Brummer Multi-Strategy monthly commentary June 2026
Brummer 1xL USD and Brummer 2xL (Bermuda) USD posted estimated returns of 1.2 per cent and 1.4 per cent respectively in June, bringing year-to-date returns to an estimated 6.8 per cent and 10.4 per cent respectively.
Markets
Following the widespread market turmoil that dominated the year’s first quarter, Q2 was capped off in June with the prospect of peace in the Middle East, although markets diverged from one another.
Equity markets saw increased volatility in June as AI optimism drove markets up, with massive gains in semiconductors and tech hardware, only for prices to rapidly fall towards the end of the month as a worldwide sell-off in tech poked holes in said optimism. All in all, US equities detracted for the month following the late-month sell-off, spurred on by downturns in the energy, entertainment and telecommunication sectors. Europe and Asia saw similar developments yet proved resilient thanks to a strong financial sector along with significant gains in healthcare, while Asian markets were further weighed down by weakness in retail shopping and consumer electronics.
Sovereign bond yields moved during the month but ended broadly unchanged across G5 economies, save for shorter term US bond yields with 3-month, 6-month, and 2-year Treasury bond yields which rose sharply. As a result, the US dollar continued to appreciate against most major currencies, with the Dollar Index gaining as much as 2.7 per cent over the month.

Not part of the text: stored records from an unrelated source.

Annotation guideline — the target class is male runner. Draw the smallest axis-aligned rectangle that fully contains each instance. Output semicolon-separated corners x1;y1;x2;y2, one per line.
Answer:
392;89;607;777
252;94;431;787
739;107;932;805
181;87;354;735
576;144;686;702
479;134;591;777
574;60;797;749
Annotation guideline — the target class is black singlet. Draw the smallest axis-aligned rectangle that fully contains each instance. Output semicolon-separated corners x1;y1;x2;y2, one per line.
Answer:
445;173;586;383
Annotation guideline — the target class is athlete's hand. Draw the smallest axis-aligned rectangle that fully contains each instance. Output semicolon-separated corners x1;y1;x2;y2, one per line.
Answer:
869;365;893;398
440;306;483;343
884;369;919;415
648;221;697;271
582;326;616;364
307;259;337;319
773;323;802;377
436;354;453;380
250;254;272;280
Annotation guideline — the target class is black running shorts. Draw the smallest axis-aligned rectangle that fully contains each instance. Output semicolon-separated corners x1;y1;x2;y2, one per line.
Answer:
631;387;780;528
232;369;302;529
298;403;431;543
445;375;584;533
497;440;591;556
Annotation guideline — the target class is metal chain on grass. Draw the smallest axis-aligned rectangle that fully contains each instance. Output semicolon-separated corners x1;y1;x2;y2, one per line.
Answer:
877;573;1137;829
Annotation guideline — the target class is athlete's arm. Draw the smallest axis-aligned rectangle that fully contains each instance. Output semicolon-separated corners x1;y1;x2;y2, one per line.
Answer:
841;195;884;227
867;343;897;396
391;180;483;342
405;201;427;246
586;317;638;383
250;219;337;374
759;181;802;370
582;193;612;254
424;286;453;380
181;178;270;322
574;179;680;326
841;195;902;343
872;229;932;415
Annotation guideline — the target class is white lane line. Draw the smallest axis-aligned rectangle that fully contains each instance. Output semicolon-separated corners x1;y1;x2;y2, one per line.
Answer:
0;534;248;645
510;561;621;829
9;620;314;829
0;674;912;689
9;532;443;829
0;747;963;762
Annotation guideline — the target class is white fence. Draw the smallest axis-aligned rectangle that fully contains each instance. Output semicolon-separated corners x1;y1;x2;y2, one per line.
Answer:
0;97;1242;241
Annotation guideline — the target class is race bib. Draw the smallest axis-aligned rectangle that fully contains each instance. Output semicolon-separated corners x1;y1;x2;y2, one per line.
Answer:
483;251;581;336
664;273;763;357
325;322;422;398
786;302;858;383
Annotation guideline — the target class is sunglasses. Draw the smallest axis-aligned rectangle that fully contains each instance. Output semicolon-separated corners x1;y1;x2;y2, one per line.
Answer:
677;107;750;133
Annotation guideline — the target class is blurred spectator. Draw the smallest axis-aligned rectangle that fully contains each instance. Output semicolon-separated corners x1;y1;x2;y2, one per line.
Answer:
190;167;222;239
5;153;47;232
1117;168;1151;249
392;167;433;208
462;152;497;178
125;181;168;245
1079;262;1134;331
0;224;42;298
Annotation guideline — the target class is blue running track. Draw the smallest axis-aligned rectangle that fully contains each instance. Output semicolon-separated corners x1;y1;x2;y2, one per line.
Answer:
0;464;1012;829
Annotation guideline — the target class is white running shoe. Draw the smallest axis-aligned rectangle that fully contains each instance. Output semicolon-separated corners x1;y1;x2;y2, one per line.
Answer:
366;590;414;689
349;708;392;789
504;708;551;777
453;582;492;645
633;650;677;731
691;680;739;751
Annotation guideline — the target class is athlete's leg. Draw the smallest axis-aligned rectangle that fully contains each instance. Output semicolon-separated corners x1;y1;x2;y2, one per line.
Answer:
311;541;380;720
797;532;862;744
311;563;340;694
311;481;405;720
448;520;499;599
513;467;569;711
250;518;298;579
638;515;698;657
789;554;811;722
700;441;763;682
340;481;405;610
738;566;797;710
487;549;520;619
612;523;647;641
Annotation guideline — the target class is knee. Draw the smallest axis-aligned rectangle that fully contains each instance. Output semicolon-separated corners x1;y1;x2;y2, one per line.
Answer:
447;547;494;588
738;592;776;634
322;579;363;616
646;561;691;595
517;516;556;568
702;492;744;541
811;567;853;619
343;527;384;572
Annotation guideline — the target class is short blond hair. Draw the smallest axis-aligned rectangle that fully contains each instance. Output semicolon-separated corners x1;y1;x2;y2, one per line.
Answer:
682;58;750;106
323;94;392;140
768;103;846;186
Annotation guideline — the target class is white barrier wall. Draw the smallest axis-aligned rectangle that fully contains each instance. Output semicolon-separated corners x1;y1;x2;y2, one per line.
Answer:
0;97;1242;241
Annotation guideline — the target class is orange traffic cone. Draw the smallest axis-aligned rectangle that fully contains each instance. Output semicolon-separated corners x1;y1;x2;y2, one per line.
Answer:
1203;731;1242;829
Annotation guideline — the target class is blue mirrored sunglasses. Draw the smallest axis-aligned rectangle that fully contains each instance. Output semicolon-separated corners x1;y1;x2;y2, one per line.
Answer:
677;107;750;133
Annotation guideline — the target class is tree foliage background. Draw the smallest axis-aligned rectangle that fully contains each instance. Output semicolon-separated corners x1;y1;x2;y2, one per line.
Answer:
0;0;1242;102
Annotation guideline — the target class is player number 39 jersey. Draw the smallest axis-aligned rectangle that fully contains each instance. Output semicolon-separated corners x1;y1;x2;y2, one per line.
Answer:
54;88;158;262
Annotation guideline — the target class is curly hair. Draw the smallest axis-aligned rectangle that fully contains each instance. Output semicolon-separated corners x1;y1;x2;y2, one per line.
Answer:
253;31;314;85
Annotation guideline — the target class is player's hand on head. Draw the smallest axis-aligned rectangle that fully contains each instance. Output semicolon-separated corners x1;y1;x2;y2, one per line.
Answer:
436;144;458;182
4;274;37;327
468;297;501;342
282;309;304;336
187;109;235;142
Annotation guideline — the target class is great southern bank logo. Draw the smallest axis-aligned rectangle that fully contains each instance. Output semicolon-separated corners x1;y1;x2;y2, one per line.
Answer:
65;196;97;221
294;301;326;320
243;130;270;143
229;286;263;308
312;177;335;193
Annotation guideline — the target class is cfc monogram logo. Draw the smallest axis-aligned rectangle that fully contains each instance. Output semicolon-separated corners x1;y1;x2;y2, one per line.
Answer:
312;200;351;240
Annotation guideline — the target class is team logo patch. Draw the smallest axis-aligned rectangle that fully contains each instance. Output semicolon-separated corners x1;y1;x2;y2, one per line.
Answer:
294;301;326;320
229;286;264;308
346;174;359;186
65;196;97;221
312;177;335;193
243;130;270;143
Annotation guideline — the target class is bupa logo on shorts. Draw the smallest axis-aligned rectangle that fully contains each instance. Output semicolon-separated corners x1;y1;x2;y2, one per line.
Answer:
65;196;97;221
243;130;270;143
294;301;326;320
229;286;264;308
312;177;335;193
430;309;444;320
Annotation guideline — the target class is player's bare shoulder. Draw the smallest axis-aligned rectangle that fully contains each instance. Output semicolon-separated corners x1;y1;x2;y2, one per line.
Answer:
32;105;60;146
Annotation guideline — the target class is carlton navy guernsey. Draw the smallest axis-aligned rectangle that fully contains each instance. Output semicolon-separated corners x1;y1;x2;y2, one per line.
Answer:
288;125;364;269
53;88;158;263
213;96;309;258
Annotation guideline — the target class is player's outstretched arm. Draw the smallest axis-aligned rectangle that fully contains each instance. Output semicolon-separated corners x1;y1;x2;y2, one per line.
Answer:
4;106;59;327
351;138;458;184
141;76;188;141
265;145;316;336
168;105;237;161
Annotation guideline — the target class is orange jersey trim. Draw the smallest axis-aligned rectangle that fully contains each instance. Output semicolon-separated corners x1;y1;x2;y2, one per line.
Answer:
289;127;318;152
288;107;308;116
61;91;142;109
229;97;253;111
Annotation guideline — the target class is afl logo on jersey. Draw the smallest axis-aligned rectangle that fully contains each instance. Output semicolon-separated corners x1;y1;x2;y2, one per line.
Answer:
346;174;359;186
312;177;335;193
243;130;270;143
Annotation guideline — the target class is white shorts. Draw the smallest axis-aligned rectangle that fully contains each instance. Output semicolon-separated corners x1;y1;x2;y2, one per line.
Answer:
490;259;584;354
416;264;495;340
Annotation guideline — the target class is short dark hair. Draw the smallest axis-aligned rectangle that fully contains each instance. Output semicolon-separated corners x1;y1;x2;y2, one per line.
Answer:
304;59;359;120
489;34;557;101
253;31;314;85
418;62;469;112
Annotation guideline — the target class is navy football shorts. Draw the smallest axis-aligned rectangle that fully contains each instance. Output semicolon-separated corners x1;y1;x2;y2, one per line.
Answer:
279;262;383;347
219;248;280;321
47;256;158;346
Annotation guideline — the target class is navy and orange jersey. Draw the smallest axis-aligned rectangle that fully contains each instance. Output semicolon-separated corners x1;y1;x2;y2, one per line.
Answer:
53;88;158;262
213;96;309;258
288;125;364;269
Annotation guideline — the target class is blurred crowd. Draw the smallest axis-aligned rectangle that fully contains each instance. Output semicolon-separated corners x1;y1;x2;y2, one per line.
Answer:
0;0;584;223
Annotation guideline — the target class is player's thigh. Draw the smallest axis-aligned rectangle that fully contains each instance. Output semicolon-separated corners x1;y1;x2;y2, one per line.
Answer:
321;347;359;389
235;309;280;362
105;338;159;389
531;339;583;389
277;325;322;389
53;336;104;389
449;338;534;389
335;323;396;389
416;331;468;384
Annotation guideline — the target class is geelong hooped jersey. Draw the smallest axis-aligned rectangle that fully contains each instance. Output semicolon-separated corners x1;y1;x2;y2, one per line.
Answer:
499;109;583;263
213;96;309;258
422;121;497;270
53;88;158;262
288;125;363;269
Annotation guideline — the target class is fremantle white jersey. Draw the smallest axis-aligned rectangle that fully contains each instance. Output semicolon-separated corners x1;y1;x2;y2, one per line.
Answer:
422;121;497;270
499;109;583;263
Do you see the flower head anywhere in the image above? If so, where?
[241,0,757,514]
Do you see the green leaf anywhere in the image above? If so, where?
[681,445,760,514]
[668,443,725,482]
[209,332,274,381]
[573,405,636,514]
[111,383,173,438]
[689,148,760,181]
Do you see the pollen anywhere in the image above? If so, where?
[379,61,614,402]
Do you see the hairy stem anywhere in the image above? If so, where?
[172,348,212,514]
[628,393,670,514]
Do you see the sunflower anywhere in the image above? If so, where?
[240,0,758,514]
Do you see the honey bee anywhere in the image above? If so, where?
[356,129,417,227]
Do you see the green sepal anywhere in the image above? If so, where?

The prospect of peace in the Middle East and, more importantly from an economic perspective, the possible reopening of the Strait of Hormuz dominated news cycles throughout June with repeated strikes, ceasefires, and pauses in negotiations causing concern across the globe. As shipping resumed towards the end of the month, crude oil prices fell sharply, falling from the mid-90s to just under 70 USD per barrel.
Brummer Multi-Strategy
With divergent markets and asset prices, the portfolio once again showed its resilience by way of the breadth and diversifying capabilities of its constituent strategies.
The largest contribution to performance came from the market neutral long/short equity bucket where strong themes such as AI and EU financials could be taken advantage of while being hedged against the wide month-end sell-off. In US TMT, significant gains were posted thanks to long positioning in semiconductors and technology hardware as well as short positioning in faltering sectors such as software and media and entertainment. These gains were partially offset by minor losses in consumer retail and telecommunication services. Positioning in European financials also proved fruitful in June, with profitable positioning in banking and financial services being lightly offset by Swiss insurance. Listed real estate detracted somewhat as gains in Japanese and Middle-Eastern real estate names were offset by losses in EU- and US-based real estate. Positioning in global healthcare sectors contributed negatively to overall performance, mainly attributed to positioning in US biotech and healthcare equipment.
The convexity bucket also contributed significantly to performance this month. For developed markets trend following, the solid performance could be attributed mainly to FX gains thanks to favourable positioning in the US dollar, supported by profit in some equity indices and fixed income, all of which were lightly offset by losses in commodities. In alternative markets, minor gains in FX and credit were entirely offset by commodity and fixed income positioning, resulting in minor losses.
The fixed income & macro bucket detracted this month, with long/short credit offsetting some of the losses. Gains were realised in single-name basis credit trading, mainly in the media & entertainment sectors, while some US bonds detracted. Systematic fixed income saw gains in longer term US and EU bonds erased, as shorter term US bonds detracted.
For discretionary fixed income and macro, the portfolio detracted on relative value macro and curve trades, being offset by some gains in inflation, macro and risk premia trades.
Systematic macro detracted for the month, as gains in FX were entirely offset by detracting positions in equities and commodities.
Return estimates*
| Last month | Year to date | |
|---|---|---|
| Brummer 1xL USD** | +1.2% | +6.8% |
| Brummer 2xL (Bermuda) USD | +1.4% | +10.4% |
Monthly contribution by strategy type (est.)
Capital allocation (est.)***
* These estimates apply to investors who have been invested in the funds since inception. Please note that the final results may deviate.
** Brummer Multi-Strategy B USD unit class was launched August 1st 2024. Year to date performance, up to that point in time, is calculated using the Brummer Multi-Strategy A SEK unit class, adjusted for currency hedging.
*** Allocation per strategy tpe is shown as percentage of total allocated capital. Brummer Multi-Strategy may use leverage and/or allocate to strategies targeting higher volatility than their reference strategy, which means that the total allocated capital can vary over time and be higher than the fund's net asset value.